In strong contrast to the almost furtive behavior of this group of printers is the insistent glorification of themselves and the new art by Johann Fust the goldsmith and Peter Schoeffer the scribe, his son-in-law. The contrast is so great that it must certainly be reckoned with by those who hold that to Fust and Schoeffer must be assigned the production of the anonymous 42-line Bible, though in the tangled relations of the Mainz printers about 1454 there may have been reasons for silence at which we cannot guess. As printers in their own names the known career of Fust and Schoeffer begins with the publication, in 1457, of the famous Psalter in which we find our first colophon:
Presens spalmorum [sic for psalmorum] codex venustate capitalium decoratus Rubricationibusque sufficienter distinctus, Adinuentione artificiosa imprimendi ac caracterizandi absque calami vlla exaracione sic effigiatus, Et ad eusebiam dei industrie est consummatus, Per Johannem fust ciuem maguntinum, Et Petrum Schoffer de Gernszheim Anno domini Millesimo.cccc.lvij In vigilia Assumpcionis.
The present copy of the Psalms, adorned with beauty of capital letters, and sufficiently marked out with rubrics, has been thus fashioned by an ingenious invention of printing and stamping without any driving of the pen, And to the worship of God has been diligently brought to completion by Johann Fust, a citizen of Mainz, and Peter Schöffer of Gernsheim, in the year of the Lord 1457, on the vigil of the Feast of the Assumption.
A few notes on some of the words in this colophon may be offered. “Codex,” which has been paraphrased “copy,” meant originally a collection of tablets waxed over for writing on, and so any book in which the leaves are placed one on another instead of being formed into a roll. “Capital letters” must be understood of large initials, not merely, as the phrase is often used to mean, majuscules, or “upper-case” letters. “Adinventio” appears to mean simply invention, and not, as with our knowledge of stories of “prefigurements” of printing in Holland afterward completed in Germany we might be inclined to think, the perfecting of an invention. The epithet “artificiosa” probably only means skilful, without emphasizing the contrast between the artificial methods of printing as compared with the natural use of the hand. About “caracterizandi” it is not easy to feel quite sure. Does it complete “imprimendi” by adding to the idea of pressing the further idea of the letter (χαρακτήρ) impressed, or is “imprimendi” already fully equivalent to printing, while “caracterizandi” refers to engraving the letters on the punches? Lastly, it may be noted that in calamus, “reed,” and exaratione, “plowing up,” which properly refers to the action of the “stilus” of bone or metal on the waxed surface of a tablet, we have reference to two different methods of writing, one or other of which must necessarily be slurred. Not all colophons present so many small linguistic difficulties as this, but few are wholly without them, and many of the renderings which will be offered in ensuing chapters must be accepted merely as the best paraphrases which could be attained.

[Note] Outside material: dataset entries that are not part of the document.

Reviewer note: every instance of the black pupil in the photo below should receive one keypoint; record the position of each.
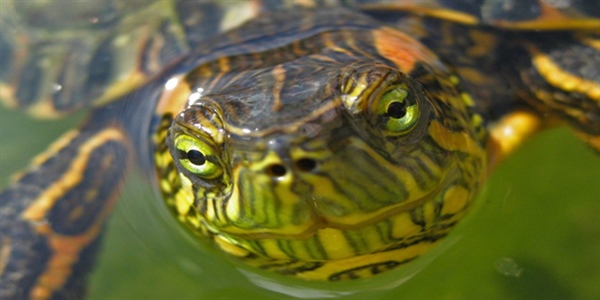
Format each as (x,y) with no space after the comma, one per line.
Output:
(196,157)
(396,110)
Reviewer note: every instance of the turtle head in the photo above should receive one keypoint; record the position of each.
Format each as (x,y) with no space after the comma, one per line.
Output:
(366,164)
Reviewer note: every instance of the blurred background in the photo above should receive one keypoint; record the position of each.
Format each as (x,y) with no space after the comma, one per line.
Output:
(535,235)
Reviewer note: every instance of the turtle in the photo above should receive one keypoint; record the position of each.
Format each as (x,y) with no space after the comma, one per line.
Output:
(324,141)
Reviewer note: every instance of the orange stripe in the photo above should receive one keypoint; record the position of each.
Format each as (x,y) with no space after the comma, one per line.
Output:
(401,49)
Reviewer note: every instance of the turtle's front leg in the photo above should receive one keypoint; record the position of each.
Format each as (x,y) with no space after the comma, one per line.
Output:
(53,214)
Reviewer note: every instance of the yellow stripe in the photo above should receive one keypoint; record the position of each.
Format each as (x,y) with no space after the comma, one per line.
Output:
(39,207)
(564,80)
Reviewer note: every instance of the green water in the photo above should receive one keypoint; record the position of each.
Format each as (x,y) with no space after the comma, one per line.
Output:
(540,210)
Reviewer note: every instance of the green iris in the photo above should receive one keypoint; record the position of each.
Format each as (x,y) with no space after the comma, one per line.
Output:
(197,157)
(398,112)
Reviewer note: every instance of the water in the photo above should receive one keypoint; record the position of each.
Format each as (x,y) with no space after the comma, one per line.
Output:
(540,209)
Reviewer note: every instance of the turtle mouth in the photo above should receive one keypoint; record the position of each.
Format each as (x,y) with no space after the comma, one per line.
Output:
(316,219)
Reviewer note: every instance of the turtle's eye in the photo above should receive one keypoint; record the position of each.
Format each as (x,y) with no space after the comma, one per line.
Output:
(397,110)
(197,157)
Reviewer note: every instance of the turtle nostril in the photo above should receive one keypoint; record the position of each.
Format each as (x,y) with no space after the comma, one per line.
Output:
(276,170)
(306,164)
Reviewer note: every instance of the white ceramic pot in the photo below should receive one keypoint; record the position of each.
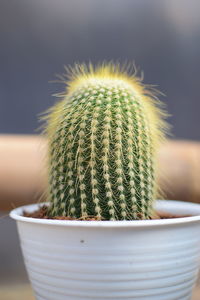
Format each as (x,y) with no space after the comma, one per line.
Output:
(142,260)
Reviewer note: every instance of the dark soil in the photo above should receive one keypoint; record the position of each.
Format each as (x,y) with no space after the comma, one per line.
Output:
(42,213)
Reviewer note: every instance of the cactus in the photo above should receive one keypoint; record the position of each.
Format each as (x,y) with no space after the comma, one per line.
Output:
(103,139)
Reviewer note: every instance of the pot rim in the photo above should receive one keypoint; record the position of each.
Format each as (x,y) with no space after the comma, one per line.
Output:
(180,207)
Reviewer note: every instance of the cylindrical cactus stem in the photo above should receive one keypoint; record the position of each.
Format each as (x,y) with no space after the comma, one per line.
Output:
(103,140)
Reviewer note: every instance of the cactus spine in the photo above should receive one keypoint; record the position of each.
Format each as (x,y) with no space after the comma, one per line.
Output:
(103,138)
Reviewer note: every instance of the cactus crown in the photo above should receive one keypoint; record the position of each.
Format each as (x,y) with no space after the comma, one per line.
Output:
(103,138)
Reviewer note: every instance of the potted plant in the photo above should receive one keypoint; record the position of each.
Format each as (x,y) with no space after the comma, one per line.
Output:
(101,238)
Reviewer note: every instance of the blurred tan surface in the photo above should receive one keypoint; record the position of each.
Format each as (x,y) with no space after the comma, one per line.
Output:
(23,179)
(24,292)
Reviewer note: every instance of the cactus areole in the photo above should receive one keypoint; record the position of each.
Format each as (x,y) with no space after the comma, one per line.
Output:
(103,138)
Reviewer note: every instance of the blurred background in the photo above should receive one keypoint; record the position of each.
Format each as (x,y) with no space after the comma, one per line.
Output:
(39,37)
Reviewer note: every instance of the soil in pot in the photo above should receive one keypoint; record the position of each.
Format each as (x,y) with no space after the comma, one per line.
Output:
(42,213)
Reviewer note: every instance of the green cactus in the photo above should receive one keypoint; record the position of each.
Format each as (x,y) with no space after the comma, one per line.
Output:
(103,140)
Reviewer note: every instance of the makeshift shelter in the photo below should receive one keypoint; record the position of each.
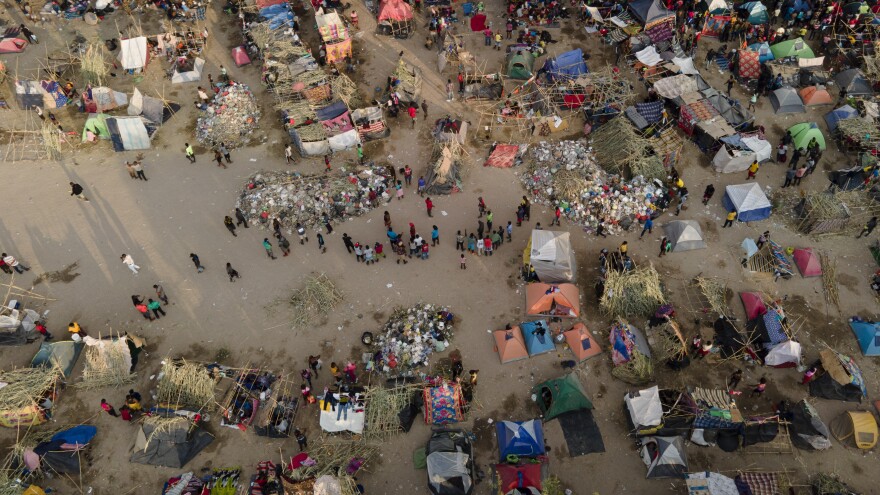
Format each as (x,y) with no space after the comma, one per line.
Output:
(815,95)
(860,426)
(450,463)
(664,456)
(803,133)
(797,48)
(561,395)
(786,100)
(551,255)
(581,342)
(748,200)
(510,345)
(686,235)
(520,438)
(868,336)
(169,442)
(561,300)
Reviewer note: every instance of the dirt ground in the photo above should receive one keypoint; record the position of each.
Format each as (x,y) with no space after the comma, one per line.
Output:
(74,247)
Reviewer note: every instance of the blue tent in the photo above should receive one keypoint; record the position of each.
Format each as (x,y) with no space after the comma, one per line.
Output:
(868,335)
(537,344)
(520,438)
(834,117)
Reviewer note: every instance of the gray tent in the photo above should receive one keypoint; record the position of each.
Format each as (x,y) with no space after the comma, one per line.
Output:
(172,445)
(786,100)
(685,235)
(664,456)
(552,256)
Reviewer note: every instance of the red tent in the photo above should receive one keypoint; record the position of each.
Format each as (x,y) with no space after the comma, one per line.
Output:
(754,305)
(807,262)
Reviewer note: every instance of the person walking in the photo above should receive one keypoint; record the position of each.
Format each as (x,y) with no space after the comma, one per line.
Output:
(129,262)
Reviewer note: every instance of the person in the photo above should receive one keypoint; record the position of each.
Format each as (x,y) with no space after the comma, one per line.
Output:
(77,190)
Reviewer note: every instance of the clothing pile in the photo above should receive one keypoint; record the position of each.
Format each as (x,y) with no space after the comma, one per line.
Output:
(230,118)
(411,335)
(565,173)
(311,200)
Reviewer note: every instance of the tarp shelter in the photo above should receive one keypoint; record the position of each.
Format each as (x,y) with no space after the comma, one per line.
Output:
(450,460)
(803,133)
(551,255)
(868,335)
(561,300)
(520,438)
(133,53)
(854,82)
(537,342)
(860,426)
(581,342)
(748,200)
(63,353)
(665,457)
(510,345)
(815,95)
(685,235)
(834,117)
(797,48)
(171,445)
(561,395)
(786,100)
(520,64)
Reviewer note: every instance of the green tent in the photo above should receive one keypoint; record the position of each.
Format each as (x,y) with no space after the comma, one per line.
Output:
(792,48)
(561,395)
(97,125)
(805,132)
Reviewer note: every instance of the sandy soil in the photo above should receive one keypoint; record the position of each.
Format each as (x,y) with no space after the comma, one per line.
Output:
(74,250)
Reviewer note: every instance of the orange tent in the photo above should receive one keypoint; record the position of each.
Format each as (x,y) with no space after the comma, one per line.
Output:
(553,300)
(581,342)
(510,345)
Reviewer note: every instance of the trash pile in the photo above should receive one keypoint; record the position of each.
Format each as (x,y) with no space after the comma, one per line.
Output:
(411,335)
(311,200)
(231,118)
(567,174)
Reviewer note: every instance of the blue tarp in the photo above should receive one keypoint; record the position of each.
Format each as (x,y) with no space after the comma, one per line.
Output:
(520,438)
(536,344)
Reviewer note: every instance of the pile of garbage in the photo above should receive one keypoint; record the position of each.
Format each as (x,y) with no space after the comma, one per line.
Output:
(311,200)
(230,118)
(565,173)
(411,335)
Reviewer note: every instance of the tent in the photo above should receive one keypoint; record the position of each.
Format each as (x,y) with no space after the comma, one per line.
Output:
(805,132)
(845,112)
(786,100)
(134,53)
(797,48)
(685,235)
(858,425)
(753,304)
(510,345)
(450,462)
(854,82)
(868,335)
(561,395)
(664,456)
(537,343)
(808,262)
(581,342)
(748,200)
(169,442)
(561,300)
(520,64)
(551,255)
(815,95)
(520,438)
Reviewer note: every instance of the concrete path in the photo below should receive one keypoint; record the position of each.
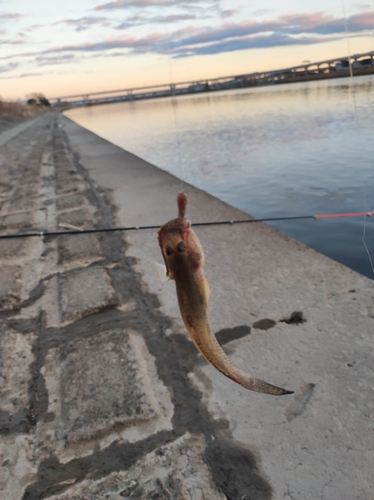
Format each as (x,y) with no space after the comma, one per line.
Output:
(102,394)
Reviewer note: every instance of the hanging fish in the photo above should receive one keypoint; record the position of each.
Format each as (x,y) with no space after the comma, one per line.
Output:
(184,260)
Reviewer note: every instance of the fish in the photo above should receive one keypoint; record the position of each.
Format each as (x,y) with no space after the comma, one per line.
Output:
(184,260)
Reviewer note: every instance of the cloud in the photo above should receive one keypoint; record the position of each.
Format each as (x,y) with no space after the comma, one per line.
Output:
(62,59)
(22,75)
(290,29)
(10,15)
(258,42)
(140,20)
(84,23)
(122,4)
(8,67)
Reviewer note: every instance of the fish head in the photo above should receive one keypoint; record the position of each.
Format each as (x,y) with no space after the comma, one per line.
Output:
(180,247)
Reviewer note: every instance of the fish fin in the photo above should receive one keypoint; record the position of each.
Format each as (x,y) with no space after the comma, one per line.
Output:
(162,272)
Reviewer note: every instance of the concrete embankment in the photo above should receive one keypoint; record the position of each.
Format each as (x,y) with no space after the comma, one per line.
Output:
(102,393)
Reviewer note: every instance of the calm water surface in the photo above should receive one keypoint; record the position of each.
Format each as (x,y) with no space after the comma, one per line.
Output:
(298,149)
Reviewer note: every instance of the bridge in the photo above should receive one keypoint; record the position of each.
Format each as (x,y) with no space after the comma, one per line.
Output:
(359,64)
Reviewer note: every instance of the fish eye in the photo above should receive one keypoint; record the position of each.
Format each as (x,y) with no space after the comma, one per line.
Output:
(181,247)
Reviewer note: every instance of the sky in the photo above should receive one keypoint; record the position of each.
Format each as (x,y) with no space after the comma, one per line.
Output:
(77,47)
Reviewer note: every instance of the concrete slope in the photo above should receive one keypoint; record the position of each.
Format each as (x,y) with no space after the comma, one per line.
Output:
(291,315)
(102,394)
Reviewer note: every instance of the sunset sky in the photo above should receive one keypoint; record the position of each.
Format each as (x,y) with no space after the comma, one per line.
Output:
(62,48)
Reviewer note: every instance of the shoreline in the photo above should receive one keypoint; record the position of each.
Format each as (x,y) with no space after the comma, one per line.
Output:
(114,396)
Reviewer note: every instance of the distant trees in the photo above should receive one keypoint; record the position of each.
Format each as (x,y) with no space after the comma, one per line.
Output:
(37,99)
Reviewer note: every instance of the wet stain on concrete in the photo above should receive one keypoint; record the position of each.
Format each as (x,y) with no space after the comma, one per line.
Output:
(264,324)
(296,318)
(228,334)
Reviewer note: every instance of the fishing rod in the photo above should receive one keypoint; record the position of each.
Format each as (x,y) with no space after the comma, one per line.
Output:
(77,230)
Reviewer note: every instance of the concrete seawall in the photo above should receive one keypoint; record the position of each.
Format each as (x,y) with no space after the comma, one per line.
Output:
(102,393)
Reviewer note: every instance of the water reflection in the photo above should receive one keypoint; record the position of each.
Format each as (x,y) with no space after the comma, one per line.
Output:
(279,150)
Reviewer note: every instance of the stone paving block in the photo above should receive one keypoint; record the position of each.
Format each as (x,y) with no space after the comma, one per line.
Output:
(99,384)
(174,472)
(23,203)
(85,291)
(27,190)
(10,287)
(71,201)
(17,465)
(72,247)
(15,374)
(12,247)
(70,185)
(80,218)
(20,219)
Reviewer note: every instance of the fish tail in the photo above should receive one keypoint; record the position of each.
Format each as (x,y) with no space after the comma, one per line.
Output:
(258,385)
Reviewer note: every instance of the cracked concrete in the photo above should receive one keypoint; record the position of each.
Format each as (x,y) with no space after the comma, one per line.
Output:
(102,393)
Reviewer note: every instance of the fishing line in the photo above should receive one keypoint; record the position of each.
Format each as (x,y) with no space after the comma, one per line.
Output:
(347,39)
(366,248)
(174,106)
(352,91)
(196,224)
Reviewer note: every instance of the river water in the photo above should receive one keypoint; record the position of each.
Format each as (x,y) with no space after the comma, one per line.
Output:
(281,150)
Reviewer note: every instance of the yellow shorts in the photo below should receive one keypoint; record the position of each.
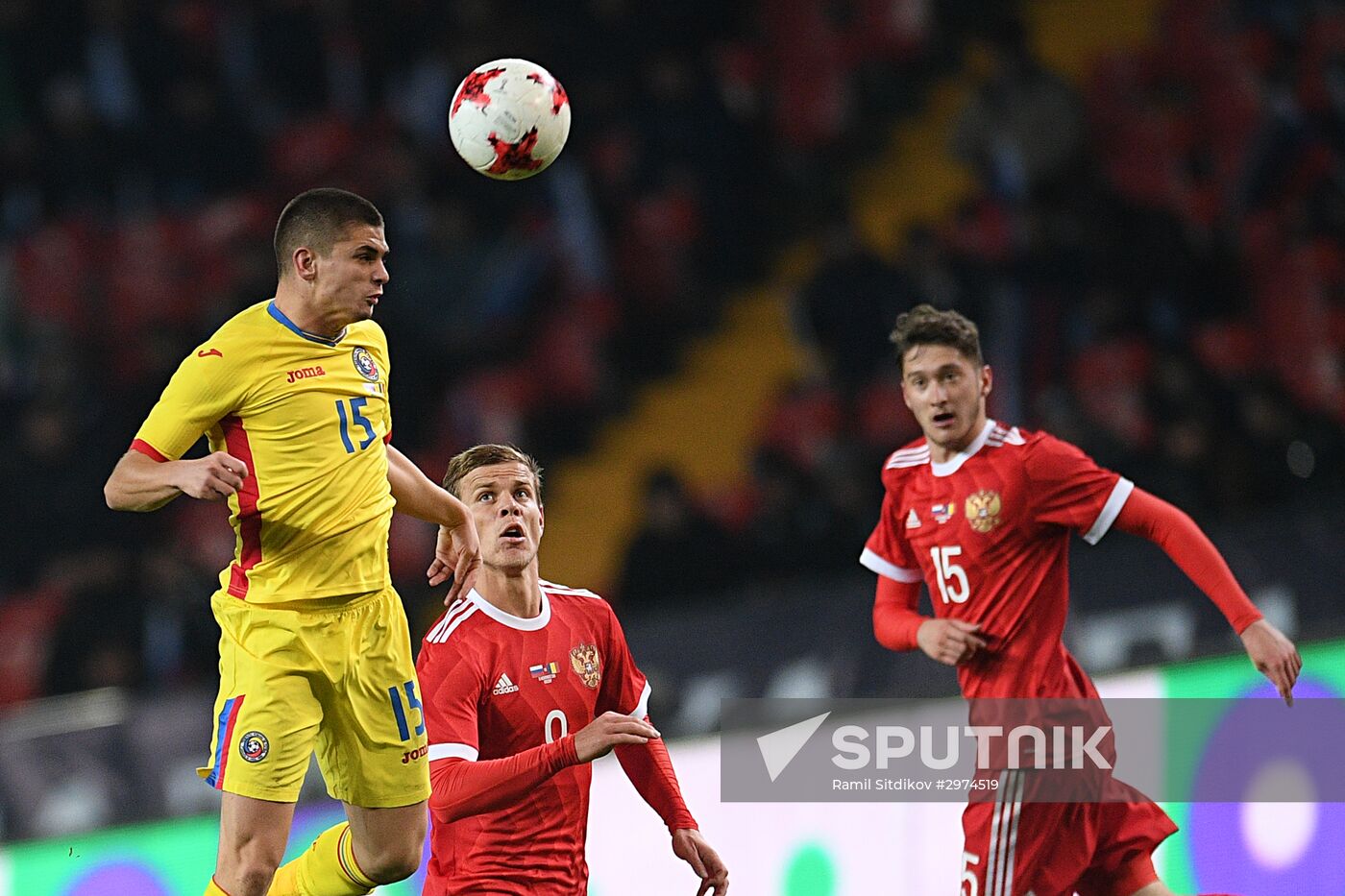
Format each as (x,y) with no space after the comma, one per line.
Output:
(336,680)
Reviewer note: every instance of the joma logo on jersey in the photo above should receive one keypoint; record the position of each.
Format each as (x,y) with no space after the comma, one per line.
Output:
(305,373)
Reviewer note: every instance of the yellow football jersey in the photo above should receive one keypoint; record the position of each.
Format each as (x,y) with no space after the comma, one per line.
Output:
(311,419)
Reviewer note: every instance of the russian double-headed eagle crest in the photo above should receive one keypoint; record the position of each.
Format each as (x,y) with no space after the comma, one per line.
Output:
(984,510)
(587,664)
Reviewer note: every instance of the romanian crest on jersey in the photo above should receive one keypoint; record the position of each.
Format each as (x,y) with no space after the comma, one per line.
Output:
(587,665)
(365,363)
(984,510)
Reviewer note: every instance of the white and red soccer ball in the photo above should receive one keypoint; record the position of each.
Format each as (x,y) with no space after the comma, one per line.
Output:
(508,118)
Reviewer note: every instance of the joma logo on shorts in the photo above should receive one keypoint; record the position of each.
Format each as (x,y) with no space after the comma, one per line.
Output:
(305,373)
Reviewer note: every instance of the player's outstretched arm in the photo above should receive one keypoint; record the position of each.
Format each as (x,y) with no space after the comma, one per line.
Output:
(1165,525)
(649,770)
(457,552)
(143,483)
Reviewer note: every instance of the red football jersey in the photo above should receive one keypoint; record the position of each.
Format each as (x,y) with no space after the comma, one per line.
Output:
(989,533)
(495,685)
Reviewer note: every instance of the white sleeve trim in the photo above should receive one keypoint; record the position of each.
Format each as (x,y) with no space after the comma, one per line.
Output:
(642,708)
(877,564)
(1110,510)
(452,751)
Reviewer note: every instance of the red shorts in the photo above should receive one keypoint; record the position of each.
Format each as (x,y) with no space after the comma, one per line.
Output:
(1015,846)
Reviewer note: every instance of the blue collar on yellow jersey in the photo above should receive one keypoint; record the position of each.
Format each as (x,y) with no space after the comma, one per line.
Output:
(280,315)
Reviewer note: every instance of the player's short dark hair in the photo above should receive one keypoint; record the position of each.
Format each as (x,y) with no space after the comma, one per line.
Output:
(488,456)
(927,326)
(318,220)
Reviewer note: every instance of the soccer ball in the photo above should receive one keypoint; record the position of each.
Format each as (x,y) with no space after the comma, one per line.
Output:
(508,118)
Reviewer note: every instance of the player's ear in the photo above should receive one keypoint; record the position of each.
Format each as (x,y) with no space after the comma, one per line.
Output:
(305,262)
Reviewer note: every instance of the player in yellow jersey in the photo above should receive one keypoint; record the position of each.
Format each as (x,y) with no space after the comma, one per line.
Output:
(313,651)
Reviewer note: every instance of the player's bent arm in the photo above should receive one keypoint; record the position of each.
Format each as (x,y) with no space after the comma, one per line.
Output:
(1179,536)
(649,770)
(460,787)
(898,626)
(141,483)
(894,617)
(417,496)
(1271,653)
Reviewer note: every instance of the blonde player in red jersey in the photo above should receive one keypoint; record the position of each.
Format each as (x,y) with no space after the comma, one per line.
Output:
(525,684)
(982,512)
(315,650)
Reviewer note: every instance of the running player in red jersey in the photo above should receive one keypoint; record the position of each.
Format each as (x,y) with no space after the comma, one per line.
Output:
(982,512)
(507,673)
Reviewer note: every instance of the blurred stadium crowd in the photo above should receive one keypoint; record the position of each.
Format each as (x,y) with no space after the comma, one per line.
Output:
(1154,258)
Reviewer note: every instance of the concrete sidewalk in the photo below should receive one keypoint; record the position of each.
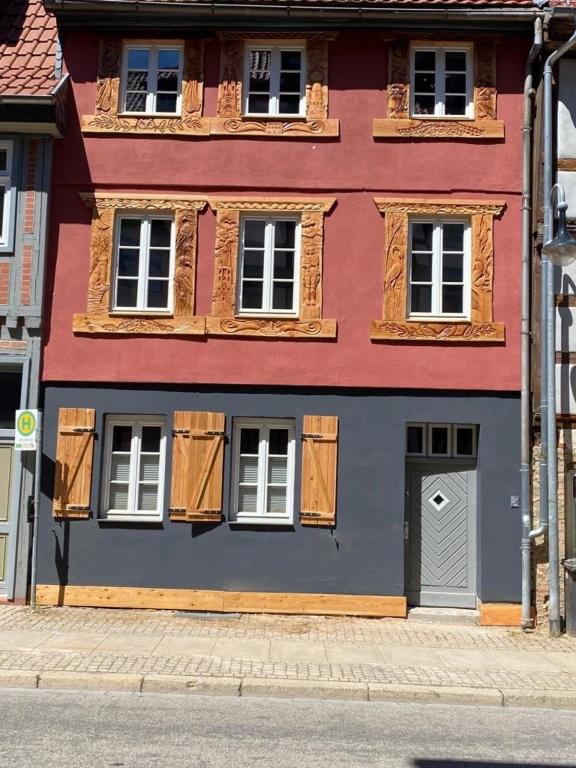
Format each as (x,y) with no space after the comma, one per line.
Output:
(320,657)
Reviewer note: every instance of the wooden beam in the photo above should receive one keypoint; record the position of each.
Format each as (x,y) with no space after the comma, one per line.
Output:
(222,601)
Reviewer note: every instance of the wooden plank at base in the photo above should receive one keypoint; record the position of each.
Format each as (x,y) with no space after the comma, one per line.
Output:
(500,614)
(227,602)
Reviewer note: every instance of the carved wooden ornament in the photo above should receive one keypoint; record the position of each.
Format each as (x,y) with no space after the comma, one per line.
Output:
(108,119)
(224,321)
(99,317)
(395,325)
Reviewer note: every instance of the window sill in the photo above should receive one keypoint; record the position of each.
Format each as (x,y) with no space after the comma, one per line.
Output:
(438,331)
(146,124)
(275,127)
(137,325)
(271,328)
(437,128)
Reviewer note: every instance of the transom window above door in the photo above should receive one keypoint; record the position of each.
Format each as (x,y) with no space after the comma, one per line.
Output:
(152,79)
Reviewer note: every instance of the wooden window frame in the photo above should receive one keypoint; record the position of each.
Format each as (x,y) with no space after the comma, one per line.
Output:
(136,423)
(231,120)
(100,318)
(108,117)
(225,320)
(396,325)
(264,426)
(400,123)
(152,73)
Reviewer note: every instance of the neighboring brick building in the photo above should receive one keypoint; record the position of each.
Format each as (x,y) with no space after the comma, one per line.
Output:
(32,100)
(282,367)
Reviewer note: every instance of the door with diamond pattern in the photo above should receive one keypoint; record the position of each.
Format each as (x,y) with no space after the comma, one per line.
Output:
(440,534)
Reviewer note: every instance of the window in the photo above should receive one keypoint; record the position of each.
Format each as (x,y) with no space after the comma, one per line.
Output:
(441,440)
(264,471)
(439,268)
(134,469)
(269,265)
(144,263)
(152,80)
(441,82)
(275,80)
(6,194)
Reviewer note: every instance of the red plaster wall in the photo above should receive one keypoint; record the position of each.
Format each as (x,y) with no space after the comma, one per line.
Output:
(354,169)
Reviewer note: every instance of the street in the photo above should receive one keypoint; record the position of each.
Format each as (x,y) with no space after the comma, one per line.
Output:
(115,730)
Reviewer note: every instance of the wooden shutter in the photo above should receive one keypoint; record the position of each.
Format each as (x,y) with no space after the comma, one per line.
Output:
(197,466)
(319,469)
(74,453)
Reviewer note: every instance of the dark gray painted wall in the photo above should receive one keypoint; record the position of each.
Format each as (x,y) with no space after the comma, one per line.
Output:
(363,555)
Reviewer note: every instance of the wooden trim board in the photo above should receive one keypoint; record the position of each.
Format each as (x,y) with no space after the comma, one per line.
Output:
(222,601)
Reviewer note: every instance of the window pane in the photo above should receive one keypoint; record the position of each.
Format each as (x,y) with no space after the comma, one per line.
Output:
(421,298)
(251,295)
(415,440)
(284,265)
(452,268)
(138,59)
(249,441)
(128,261)
(276,501)
(151,437)
(421,267)
(283,296)
(452,299)
(439,440)
(465,441)
(278,442)
(160,233)
(253,264)
(130,232)
(254,232)
(127,293)
(121,438)
(289,105)
(284,234)
(158,294)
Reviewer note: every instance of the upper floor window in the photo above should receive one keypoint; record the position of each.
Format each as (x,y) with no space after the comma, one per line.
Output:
(439,268)
(6,194)
(144,258)
(269,265)
(275,80)
(152,79)
(441,82)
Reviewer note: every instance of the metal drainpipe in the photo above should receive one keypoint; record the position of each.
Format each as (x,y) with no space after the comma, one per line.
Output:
(550,362)
(525,454)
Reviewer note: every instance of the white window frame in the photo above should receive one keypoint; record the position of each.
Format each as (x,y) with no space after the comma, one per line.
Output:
(440,81)
(438,225)
(7,184)
(268,281)
(152,82)
(132,514)
(262,517)
(276,47)
(143,263)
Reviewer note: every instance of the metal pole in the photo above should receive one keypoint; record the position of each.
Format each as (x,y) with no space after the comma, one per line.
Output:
(37,472)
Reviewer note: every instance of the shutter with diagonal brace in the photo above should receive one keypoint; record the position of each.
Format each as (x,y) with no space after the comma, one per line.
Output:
(319,469)
(197,466)
(74,454)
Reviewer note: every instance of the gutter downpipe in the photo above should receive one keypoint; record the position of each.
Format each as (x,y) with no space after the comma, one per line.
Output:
(525,453)
(549,359)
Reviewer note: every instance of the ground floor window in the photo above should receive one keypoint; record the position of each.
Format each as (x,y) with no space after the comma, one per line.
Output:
(134,468)
(263,471)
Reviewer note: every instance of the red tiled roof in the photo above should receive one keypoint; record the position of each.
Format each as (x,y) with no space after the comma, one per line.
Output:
(27,48)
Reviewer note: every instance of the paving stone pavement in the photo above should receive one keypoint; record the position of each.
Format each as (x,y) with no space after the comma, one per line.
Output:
(405,655)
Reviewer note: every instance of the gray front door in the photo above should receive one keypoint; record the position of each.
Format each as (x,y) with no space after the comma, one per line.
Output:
(440,536)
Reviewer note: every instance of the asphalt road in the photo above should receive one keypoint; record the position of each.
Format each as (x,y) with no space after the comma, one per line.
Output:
(45,729)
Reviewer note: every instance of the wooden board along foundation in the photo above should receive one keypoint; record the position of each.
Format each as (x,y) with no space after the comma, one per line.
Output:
(221,601)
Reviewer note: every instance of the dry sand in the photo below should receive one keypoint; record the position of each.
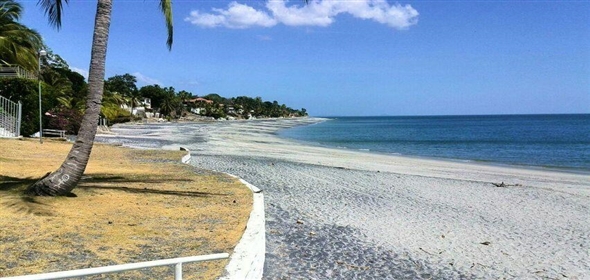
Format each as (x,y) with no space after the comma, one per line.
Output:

This first colophon was repeated by Fust and Schoeffer with very slight alterations in the Psalter of 1459 (in which were added the words “et honorem sancti iacobi,” “and to the honour of S. James,” the patron of the Benedictine monastery at Mainz, for whose use the edition was printed), in the “Durandus” of the same year, the Clementine Constitutions published in 1460, and the Bible of 1462.
Meanwhile, in 1460, there had been published at Mainz an edition of the “Catholicon,” a Latin dictionary compiled by Joannes Balbus of Genoa, a Dominican of the thirteenth century. The colophon to this book, instinct with religious feeling and patriotism, and interesting for its pride in the new art and use of some technical terms, yet lacks the one important piece of information which we demand from it—the name of the printer.
Altissimi presidio cuius nutu infantium lingue fiunt diserte, Quique numerosepe paruulis reuelat quod sapientibus celat, Hic liber egregius, catholicon, dominice incarnacionis annis Mcccclx Alma in urbe maguntina nacionis inclite germanice, Quam dei clemencia tam alto ingenij lumine, donoque gratuito, ceteris terrarum nacionibus preferre, illustrareque dignatus est, Non calami, stili, aut penne suffragio, sed mira patronarum formarumque concordia proporcione et modulo, impressus atque confectus est.